The cost of a pension plan primarily depends on the contributions paid into it. Normally, contributions are broken down into three categories, i.e. regular employer contributions, regular employee contributions and voluntary contributions.
The contribution rules vary widely from plan to plan and are usually decided by the employer. Generally, employees are allowed to make additional voluntary contributions if they want.
Contributions can be set in different ways, such as:
- Percentage of salary
- Preset flat amount or based on hours worked
- Based on seniority
- Based on classes of employees
- Employer contributions based or not on employee contributions
The maximum contribution level is subject to certain tax rules.
Returns and management fees are two elements that do not directly impact the cost of a plan, but rather affect the amounts that will accumulate in the plan.

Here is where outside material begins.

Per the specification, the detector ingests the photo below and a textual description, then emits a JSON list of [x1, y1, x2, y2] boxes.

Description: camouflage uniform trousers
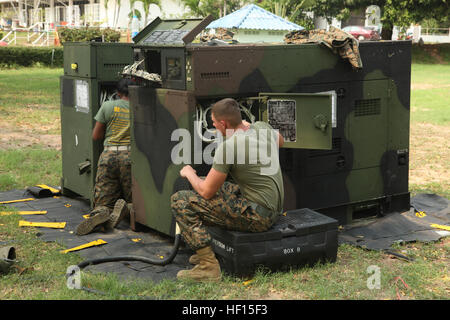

The managers of the funds offered through group plans are continuously reviewed and monitored by the insurers to provide members with the highest possible risk-adjusted returns.
Several factors affect the level of management fees in a group:
- Total plan assets
- Number of members
- Annual contributions
- Type of plan (group RRSP, DPSP, DB, RPP, etc.)
- Investment funds offering
- Related services provided with the plan (e.g.: reports, targeted communications, etc.)
Costs are also strongly impacted by other less tangible factors, such as the quality of negotiations with the insurer, a recent call for tenders, the competitiveness of the insurance market, etc.